Mr. López Obrador’s goal is to guarantee Mexican energy sovereignty, returning the country to the glory days when oil created thousands of jobs and helped bolster the economy. As a result, Mexican regulatory agencies are doing the opposite of what Biden’s regulatory agencies are doing – greenlighting projects investing in conventional energy.  Mexico is keeping renewable firms out of the market, blocking their power plants from operating, and running fossil fuel-powered plants owned or run by the state. Mr. López Obrador indicates that while the transition to renewable energy will happen eventually, Mexico is simply not ready. Maybe he is seeing wisely that the electric grid and renewable technologies are not ready to make the huge leap and carry imposed costs on the system typically ignored by their promoters and media.

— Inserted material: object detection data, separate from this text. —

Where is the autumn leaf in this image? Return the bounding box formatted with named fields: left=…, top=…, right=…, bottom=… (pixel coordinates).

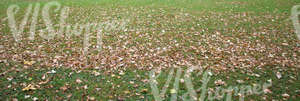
left=22, top=84, right=36, bottom=91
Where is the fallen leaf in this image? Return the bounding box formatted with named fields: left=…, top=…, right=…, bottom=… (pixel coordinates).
left=22, top=84, right=36, bottom=91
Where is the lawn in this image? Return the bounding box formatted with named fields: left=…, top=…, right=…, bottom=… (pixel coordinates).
left=0, top=0, right=300, bottom=101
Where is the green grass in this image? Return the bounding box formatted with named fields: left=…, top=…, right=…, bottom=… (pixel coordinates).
left=0, top=0, right=300, bottom=101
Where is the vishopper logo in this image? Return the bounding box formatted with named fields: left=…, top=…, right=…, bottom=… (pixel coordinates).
left=291, top=5, right=300, bottom=40
left=7, top=1, right=129, bottom=52
left=149, top=66, right=272, bottom=101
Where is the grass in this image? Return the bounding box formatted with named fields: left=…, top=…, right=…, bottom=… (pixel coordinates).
left=0, top=0, right=300, bottom=101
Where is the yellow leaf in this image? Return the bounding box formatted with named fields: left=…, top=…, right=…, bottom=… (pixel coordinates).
left=22, top=84, right=36, bottom=91
left=24, top=61, right=35, bottom=65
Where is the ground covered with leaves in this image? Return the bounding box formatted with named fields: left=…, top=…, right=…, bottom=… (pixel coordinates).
left=0, top=0, right=300, bottom=100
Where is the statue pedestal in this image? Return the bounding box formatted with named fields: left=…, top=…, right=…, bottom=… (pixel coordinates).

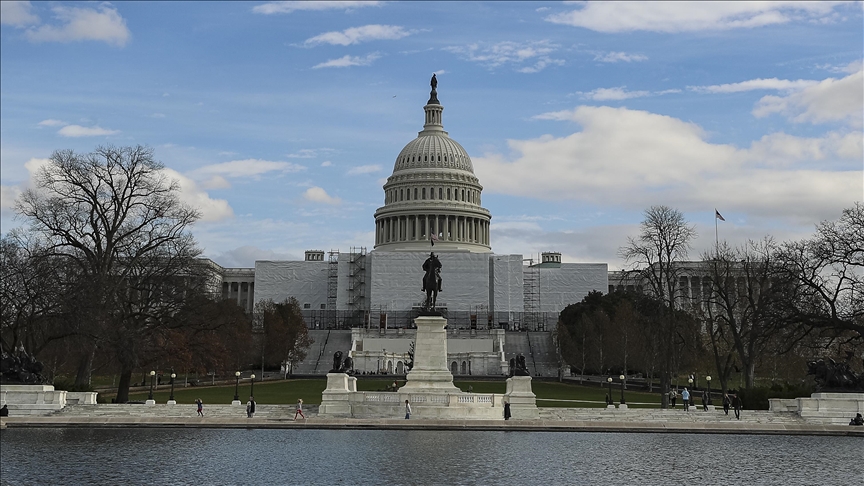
left=505, top=376, right=536, bottom=419
left=318, top=373, right=357, bottom=417
left=0, top=385, right=66, bottom=415
left=399, top=316, right=461, bottom=393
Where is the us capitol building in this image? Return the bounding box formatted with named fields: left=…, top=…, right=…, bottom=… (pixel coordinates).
left=208, top=76, right=608, bottom=376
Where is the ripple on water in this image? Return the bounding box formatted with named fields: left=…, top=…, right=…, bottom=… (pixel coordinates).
left=0, top=428, right=864, bottom=486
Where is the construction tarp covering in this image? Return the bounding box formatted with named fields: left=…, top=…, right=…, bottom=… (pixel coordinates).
left=526, top=263, right=609, bottom=312
left=368, top=251, right=489, bottom=310
left=490, top=255, right=524, bottom=319
left=255, top=260, right=329, bottom=309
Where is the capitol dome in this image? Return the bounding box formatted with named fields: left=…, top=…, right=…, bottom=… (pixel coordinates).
left=375, top=75, right=492, bottom=252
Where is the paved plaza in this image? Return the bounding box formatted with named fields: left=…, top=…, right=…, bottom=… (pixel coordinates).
left=3, top=404, right=864, bottom=437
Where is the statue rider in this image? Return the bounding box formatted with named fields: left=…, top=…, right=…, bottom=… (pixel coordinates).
left=423, top=252, right=441, bottom=292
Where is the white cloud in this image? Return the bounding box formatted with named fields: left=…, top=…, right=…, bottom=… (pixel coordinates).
left=312, top=52, right=381, bottom=69
left=191, top=159, right=306, bottom=178
left=687, top=78, right=818, bottom=93
left=37, top=118, right=67, bottom=127
left=303, top=186, right=342, bottom=206
left=579, top=86, right=651, bottom=101
left=252, top=1, right=381, bottom=15
left=753, top=70, right=864, bottom=127
left=546, top=1, right=841, bottom=33
left=303, top=24, right=413, bottom=46
left=444, top=40, right=564, bottom=73
left=594, top=52, right=648, bottom=62
left=57, top=125, right=120, bottom=137
left=25, top=4, right=132, bottom=47
left=472, top=106, right=862, bottom=221
left=0, top=158, right=51, bottom=212
left=0, top=1, right=39, bottom=27
left=286, top=148, right=334, bottom=159
left=163, top=168, right=234, bottom=222
left=346, top=164, right=381, bottom=175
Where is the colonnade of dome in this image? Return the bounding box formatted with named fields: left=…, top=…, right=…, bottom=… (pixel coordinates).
left=375, top=78, right=491, bottom=252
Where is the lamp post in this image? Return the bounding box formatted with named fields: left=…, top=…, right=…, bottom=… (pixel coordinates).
left=684, top=378, right=696, bottom=412
left=705, top=375, right=712, bottom=405
left=147, top=371, right=156, bottom=405
left=618, top=375, right=627, bottom=405
left=232, top=371, right=240, bottom=405
left=168, top=369, right=177, bottom=405
left=606, top=376, right=615, bottom=407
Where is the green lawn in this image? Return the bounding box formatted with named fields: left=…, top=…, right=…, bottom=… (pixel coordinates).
left=121, top=377, right=660, bottom=408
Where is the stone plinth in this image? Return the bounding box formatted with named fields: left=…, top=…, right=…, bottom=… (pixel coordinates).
left=505, top=376, right=536, bottom=419
left=401, top=316, right=461, bottom=393
left=318, top=373, right=357, bottom=417
left=768, top=393, right=864, bottom=425
left=318, top=316, right=506, bottom=420
left=0, top=385, right=66, bottom=415
left=66, top=392, right=99, bottom=405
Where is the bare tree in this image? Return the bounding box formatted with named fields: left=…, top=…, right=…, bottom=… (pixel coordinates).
left=15, top=146, right=199, bottom=400
left=777, top=202, right=864, bottom=341
left=619, top=206, right=696, bottom=408
left=702, top=237, right=785, bottom=388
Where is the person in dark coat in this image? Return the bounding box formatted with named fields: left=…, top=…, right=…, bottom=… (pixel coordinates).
left=732, top=393, right=743, bottom=420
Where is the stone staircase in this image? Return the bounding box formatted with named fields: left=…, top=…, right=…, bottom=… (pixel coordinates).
left=539, top=407, right=808, bottom=425
left=50, top=404, right=812, bottom=425
left=50, top=402, right=318, bottom=420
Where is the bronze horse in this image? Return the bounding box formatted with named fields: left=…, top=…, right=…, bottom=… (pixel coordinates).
left=423, top=253, right=441, bottom=310
left=423, top=271, right=441, bottom=309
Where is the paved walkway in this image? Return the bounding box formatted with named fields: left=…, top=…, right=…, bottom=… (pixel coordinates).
left=3, top=404, right=864, bottom=437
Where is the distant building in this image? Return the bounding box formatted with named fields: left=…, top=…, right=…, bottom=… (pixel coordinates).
left=204, top=79, right=608, bottom=374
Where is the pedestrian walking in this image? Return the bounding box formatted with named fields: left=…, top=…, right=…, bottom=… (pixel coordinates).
left=732, top=393, right=743, bottom=420
left=294, top=398, right=306, bottom=420
left=246, top=397, right=255, bottom=418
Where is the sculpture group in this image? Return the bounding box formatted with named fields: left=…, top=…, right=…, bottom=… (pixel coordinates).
left=330, top=351, right=354, bottom=375
left=807, top=358, right=864, bottom=391
left=423, top=253, right=441, bottom=311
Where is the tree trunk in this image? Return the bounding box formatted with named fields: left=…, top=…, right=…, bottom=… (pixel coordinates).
left=75, top=346, right=96, bottom=390
left=117, top=367, right=132, bottom=403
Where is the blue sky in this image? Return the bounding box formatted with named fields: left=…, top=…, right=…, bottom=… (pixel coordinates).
left=0, top=1, right=864, bottom=269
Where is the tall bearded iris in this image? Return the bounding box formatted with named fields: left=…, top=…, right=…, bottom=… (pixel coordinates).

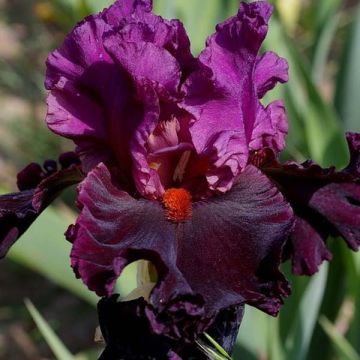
left=0, top=0, right=360, bottom=359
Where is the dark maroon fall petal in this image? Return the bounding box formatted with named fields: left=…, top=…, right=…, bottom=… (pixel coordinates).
left=98, top=295, right=180, bottom=360
left=98, top=295, right=243, bottom=360
left=251, top=133, right=360, bottom=275
left=0, top=153, right=83, bottom=259
left=68, top=164, right=293, bottom=339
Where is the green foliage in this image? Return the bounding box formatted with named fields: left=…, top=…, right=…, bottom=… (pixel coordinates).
left=25, top=299, right=75, bottom=360
left=0, top=0, right=360, bottom=360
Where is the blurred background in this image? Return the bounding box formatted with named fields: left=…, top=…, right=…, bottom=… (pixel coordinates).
left=0, top=0, right=360, bottom=360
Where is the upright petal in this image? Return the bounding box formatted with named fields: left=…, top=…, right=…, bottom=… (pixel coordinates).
left=182, top=1, right=287, bottom=192
left=255, top=51, right=289, bottom=99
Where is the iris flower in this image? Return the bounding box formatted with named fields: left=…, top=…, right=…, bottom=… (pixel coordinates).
left=0, top=0, right=360, bottom=359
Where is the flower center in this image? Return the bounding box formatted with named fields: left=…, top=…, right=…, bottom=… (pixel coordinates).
left=162, top=188, right=192, bottom=222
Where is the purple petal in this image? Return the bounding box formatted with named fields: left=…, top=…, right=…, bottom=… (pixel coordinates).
left=251, top=138, right=360, bottom=275
left=68, top=165, right=293, bottom=338
left=0, top=155, right=83, bottom=259
left=104, top=33, right=181, bottom=93
left=288, top=217, right=332, bottom=275
left=103, top=1, right=195, bottom=72
left=255, top=51, right=289, bottom=99
left=182, top=2, right=287, bottom=192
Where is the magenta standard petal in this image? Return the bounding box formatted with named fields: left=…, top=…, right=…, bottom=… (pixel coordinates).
left=104, top=33, right=181, bottom=94
left=0, top=154, right=83, bottom=259
left=46, top=0, right=191, bottom=186
left=45, top=16, right=130, bottom=170
left=255, top=51, right=289, bottom=99
left=182, top=1, right=287, bottom=192
left=252, top=133, right=360, bottom=275
left=68, top=164, right=293, bottom=338
left=103, top=1, right=195, bottom=72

Mexico generates about 70 percent of its energy from fossil fuels, while renewables and nuclear power provide the rest. Mexico is planning to invest $6.2 billion to build 15 fossil fuel-powered plants by 2024. But, the country is still investing in renewable energy and is planning to spend about $1.6 billion to build a large solar plant in northern Mexico and to refurbish more than a dozen state-owned hydroelectric plants. As of June, however, over 50 wind and solar projects proposed by private and foreign firms were awaiting permits, with some applications dating back to 2019—the last time any new permits for private energy companies were approved. They represent almost 7,000 megawatts of renewable energy capacity. In 2019, López Obrador also canceled a public auction for the rights to generate wind and solar power.

Mexico has given preference to energy from coal, gas and oil plants owned by the state over privately owned renewables when dispatching them into the national grid, citing the reliability needs of the energy system. Government authorities prevented at least 14 privately owned wind and solar plants that have already been built from operating commercially. The Mexican President said his country would be open to foreign investment in renewable projects, but only if the energy ministry was in charge of planning and the state-owned utility company had a majority share.

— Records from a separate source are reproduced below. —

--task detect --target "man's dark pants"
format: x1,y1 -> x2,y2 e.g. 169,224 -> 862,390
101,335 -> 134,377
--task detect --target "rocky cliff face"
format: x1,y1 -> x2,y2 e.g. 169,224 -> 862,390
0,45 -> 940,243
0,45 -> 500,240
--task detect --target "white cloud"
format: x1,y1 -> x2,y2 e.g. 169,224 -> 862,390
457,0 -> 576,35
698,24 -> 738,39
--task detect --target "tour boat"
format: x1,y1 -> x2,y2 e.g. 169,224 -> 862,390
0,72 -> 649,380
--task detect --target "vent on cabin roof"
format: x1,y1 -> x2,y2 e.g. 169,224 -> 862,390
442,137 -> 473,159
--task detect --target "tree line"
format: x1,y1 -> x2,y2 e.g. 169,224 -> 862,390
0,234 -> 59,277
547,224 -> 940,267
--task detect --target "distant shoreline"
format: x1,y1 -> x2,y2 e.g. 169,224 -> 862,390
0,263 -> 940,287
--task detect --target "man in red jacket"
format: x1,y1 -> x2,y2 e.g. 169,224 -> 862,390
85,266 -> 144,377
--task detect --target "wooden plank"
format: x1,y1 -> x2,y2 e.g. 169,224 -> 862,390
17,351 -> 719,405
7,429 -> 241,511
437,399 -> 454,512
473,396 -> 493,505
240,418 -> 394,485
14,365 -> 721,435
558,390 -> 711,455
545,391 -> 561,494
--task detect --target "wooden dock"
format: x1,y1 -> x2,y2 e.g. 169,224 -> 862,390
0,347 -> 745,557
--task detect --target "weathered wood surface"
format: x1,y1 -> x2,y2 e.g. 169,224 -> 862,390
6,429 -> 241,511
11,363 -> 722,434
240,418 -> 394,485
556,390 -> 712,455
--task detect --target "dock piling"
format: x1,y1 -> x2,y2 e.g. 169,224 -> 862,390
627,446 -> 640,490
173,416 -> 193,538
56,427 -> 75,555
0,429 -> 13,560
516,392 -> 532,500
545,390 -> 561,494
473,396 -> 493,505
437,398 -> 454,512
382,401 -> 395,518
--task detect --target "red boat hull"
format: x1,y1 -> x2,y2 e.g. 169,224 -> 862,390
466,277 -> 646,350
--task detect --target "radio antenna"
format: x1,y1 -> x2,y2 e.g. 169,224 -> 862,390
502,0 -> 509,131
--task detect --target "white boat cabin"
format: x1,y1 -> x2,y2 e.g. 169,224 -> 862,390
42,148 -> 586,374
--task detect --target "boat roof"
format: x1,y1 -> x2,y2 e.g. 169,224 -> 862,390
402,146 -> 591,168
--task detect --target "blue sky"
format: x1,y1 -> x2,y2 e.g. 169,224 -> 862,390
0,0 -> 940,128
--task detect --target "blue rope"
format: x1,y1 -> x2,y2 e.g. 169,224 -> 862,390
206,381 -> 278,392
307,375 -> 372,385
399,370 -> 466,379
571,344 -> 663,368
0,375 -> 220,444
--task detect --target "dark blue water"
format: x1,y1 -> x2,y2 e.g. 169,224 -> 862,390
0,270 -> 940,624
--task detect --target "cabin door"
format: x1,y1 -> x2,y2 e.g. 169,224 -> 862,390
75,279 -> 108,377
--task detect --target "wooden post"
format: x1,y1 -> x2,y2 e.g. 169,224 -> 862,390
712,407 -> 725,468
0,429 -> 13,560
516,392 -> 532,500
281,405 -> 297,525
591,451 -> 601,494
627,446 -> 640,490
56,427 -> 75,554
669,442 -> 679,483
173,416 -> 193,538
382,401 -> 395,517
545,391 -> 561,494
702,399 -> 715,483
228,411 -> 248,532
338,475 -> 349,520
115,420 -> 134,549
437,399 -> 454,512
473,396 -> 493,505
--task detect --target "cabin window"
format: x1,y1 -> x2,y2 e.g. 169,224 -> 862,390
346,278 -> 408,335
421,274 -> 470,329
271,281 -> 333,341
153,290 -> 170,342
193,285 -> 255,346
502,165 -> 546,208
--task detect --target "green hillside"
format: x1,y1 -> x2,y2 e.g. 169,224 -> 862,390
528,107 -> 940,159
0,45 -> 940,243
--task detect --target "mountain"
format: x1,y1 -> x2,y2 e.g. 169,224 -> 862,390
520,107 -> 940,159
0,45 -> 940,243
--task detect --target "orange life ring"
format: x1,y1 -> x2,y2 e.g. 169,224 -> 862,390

Last year, his governing party approved a bill to rewrite rules governing how power plants inject electricity to the grid, reversing previous changes that often required renewable energy to be dispatched first, instead prioritizing state-owned plants. The new law was upheld by the Supreme Court in April, but the issue remains tied up in several lawsuits.

As a result of these changes, Mexico is not expected to meet its pledge to reduce its carbon emissions despite Mr. López Obrador still insisting that Mexico will meet its goal under the 2015 Paris Agreement to produce 35 percent of its power from renewable sources by 2024. A government report released this year showed that the country is years behind that target.

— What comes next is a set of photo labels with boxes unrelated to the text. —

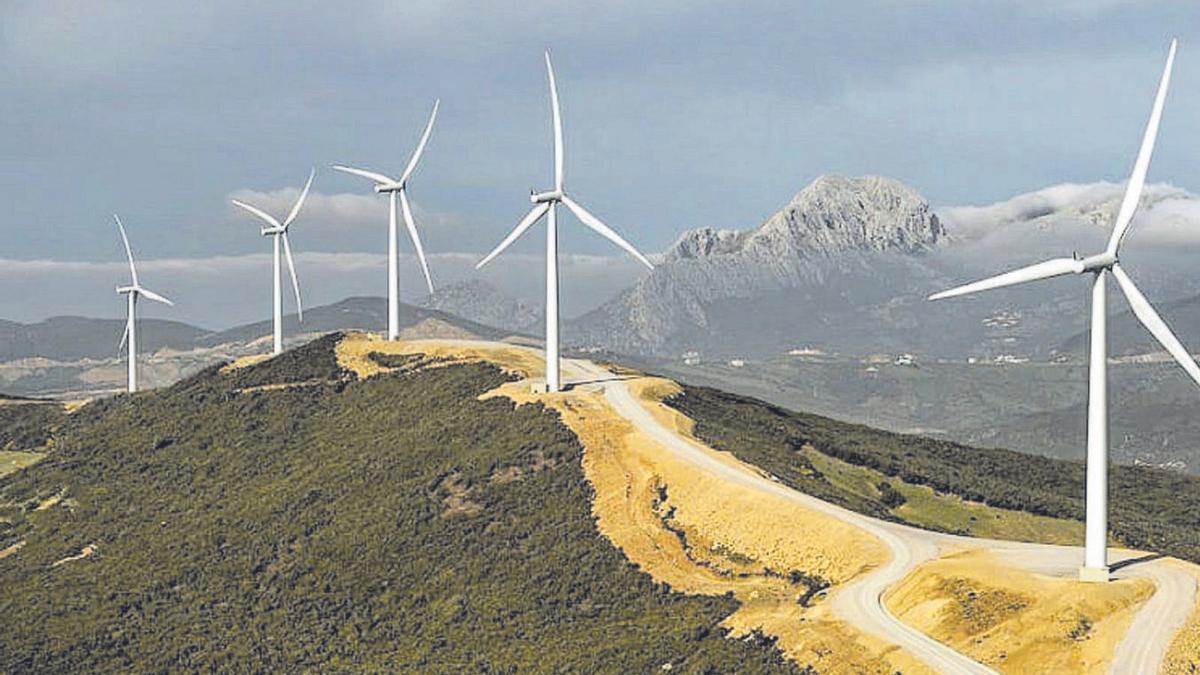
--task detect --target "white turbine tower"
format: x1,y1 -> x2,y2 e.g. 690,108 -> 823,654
334,101 -> 442,340
233,172 -> 314,354
929,40 -> 1200,581
475,52 -> 654,392
113,215 -> 175,394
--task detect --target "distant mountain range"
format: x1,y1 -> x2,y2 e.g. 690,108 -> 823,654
556,175 -> 1200,359
0,298 -> 528,398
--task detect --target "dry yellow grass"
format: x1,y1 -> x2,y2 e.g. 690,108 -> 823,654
1163,562 -> 1200,675
336,333 -> 544,380
883,550 -> 1154,673
337,334 -> 1200,675
337,334 -> 928,675
0,539 -> 25,560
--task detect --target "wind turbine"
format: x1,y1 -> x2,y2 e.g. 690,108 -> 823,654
334,100 -> 442,340
475,52 -> 654,392
929,40 -> 1200,581
113,214 -> 175,394
233,172 -> 314,354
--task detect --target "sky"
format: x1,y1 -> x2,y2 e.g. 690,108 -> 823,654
0,0 -> 1200,328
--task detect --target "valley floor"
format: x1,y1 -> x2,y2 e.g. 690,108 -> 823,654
338,335 -> 1200,674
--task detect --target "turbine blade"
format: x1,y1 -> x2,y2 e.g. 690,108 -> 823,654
334,165 -> 396,185
546,49 -> 563,191
1108,40 -> 1178,253
230,199 -> 283,227
929,258 -> 1084,300
134,286 -> 175,306
1112,264 -> 1200,386
400,187 -> 433,293
113,214 -> 138,286
283,169 -> 317,227
277,232 -> 304,321
398,98 -> 442,184
116,317 -> 133,356
475,202 -> 550,269
563,196 -> 654,269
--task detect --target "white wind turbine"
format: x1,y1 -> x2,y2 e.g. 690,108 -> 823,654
233,172 -> 314,354
334,101 -> 442,340
475,52 -> 654,392
929,40 -> 1200,581
113,214 -> 175,394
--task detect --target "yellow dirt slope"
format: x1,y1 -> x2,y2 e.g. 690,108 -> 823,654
337,334 -> 928,675
883,550 -> 1154,673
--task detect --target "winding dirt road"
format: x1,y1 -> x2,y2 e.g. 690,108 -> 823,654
566,360 -> 1196,674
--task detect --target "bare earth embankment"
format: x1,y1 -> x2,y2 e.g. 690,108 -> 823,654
338,335 -> 1200,673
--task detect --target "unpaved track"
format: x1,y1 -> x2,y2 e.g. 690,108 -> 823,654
566,360 -> 1196,674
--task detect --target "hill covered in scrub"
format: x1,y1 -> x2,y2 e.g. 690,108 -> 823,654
0,335 -> 796,673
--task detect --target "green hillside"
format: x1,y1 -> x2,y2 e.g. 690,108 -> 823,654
0,335 -> 794,673
667,386 -> 1200,562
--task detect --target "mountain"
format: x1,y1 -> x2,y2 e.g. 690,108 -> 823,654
0,298 -> 525,399
568,175 -> 946,356
419,279 -> 544,334
0,316 -> 209,362
564,175 -> 1200,360
197,298 -> 510,347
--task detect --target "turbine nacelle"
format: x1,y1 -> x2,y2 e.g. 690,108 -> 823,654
1076,251 -> 1117,274
374,181 -> 407,195
529,190 -> 566,204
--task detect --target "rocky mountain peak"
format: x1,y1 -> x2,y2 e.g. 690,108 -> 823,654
744,175 -> 946,256
666,175 -> 946,261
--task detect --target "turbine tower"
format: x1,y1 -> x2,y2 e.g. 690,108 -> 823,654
475,52 -> 654,392
929,40 -> 1200,581
233,172 -> 314,354
334,100 -> 442,340
113,214 -> 175,394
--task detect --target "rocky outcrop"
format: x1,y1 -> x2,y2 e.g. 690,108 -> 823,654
568,175 -> 946,356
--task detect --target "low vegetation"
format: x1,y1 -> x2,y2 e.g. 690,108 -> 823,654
667,387 -> 1200,562
0,336 -> 808,673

Mexico Plans to Export LNG, Using U.S. Natural Gas

Today, Mexico imports nearly all the natural gas it uses, but it intends to become one of the world’s top exporters of LNG, using American-produced natural gas. The country’s physical proximity to U.S. natural gas reserves positions it to supply American gas to Europe and Asia. Eight liquefied natural gas export projects are proposed south of the border with an annual combined capacity of 50.2 million tons. Some of the facilities plan to come online next year. Mexico’s President wants facilities in the Pacific ports of Topolobampo and Salina Cruz, as well as in Coatzacoalcos in the Gulf state of Veracruz. These plants have proven more difficult to build in the United States, especially as FERC, under Chairman Richard Glick has contemplated applying new “climate change metrics” to proposed pipeline projects.


Mexico wants to be energy independent and in control of its energy sources and technologies. It also sees fossil fuels as a way to achieve that goal, giving priority to them in the dispatch order, rather than to renewable energy. That allows their fossil fuel plants to recover their costs, operating at more than 80 percent of their capacity. When natural gas and coal plants are used solely as back-up to intermittent wind and solar plants, they are forced to operate inefficiently at low capacity factors and are unable to recover their costs, thereby being forced to retire. Mexico is wisely not falling into that trap, which is increasingly affecting electricity prices in the United States.